A Mink may smarter be by far.

Billy Mink.

This is what Billy Mink said to himself as he uncovered the trap which had been set for him at the entrance to one of his favorite holes in the bank of the Laughing Brook. Of course he was thinking of the trapper when he said it. At first Billy flew into a great rage. It made him angry clear to the tip of his brown tail just to think that he must now be always watching for traps where for so long there had been no danger.

At first he had thought to go on at once up the Laughing Brook and see what more he could discover. But you remember that Billy was hungry and that there was a piece of perfectly delicious fish back in that hole. He knew now just how that fish happened to be there. He knew that the trapper had put that piece of fish in there, hoping that Billy would be so eager to get it that he would be careless.

The more he smelled it, the more he wanted it. “It will serve that trapper right if I get that fish,” muttered Billy. “Perhaps it will teach him that he is not so smart as he thinks he is.”

Billy sat down and studied the trap and the entrance to the hole. The more he studied, the more sure he became that he would be running a very foolish risk if he tried to step over that trap just to get a piece of fish. You see, that trap had been very cunningly placed. But the more he smelled that fish, the more he wanted it.

Billy stroked his whiskers thoughtfully. Of course that didn’t have anything to do with it, but just the same while he was stroking them he remembered something. His eyes snapped and he grinned. Way up on the bank between the roots of a certain tree was a little hole. It was the entrance to a little underground tunnel, and that tunnel led right down to the very hole in front of which the trap was set. It really was a back door.

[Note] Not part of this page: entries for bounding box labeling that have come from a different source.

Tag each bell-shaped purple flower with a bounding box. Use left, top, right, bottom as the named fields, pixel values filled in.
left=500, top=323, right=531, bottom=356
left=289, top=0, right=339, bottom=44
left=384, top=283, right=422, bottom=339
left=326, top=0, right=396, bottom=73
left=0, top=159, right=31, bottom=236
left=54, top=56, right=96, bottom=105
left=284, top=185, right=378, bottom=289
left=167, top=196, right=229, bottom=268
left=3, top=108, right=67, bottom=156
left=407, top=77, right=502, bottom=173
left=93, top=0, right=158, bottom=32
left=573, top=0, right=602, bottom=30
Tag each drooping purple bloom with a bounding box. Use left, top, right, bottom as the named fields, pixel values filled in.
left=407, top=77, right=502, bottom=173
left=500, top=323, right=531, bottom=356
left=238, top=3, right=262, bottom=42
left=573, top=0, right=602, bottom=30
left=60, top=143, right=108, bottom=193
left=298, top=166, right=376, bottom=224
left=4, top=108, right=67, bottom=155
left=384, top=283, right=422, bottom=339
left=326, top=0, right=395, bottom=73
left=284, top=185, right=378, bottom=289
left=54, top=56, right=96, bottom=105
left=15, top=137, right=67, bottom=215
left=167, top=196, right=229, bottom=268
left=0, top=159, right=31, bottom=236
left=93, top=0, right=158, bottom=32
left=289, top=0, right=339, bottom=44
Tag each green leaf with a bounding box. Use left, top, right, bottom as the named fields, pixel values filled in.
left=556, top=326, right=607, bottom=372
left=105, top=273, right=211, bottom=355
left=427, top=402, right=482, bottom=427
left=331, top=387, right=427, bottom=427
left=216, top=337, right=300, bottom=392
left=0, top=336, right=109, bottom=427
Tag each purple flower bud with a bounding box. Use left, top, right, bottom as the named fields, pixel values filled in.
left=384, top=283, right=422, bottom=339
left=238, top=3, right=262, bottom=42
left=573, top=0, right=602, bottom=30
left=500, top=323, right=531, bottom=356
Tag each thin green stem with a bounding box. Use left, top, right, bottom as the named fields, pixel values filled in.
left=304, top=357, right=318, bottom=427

Billy turned and in a flash had scrambled up the bank. With his keen little nose he made sure that there was no scent of the trapper up there. He felt sure the trapper had not found that little hole between the roots of a certain tree. But though he was sure of this, he took no chances. As he approached the hole he took the greatest care to make sure no trap was in there.

There was none. Once inside the hole, Billy ran along that little tunnel, chuckling to himself. He knew that now there was no danger. He could get that fish. He did get it. He got it and ate it right there. Then he turned and ran out the way he had entered. Somehow that fish had tasted the best of any fish he ever had eaten. It was because he had outwitted the trapper.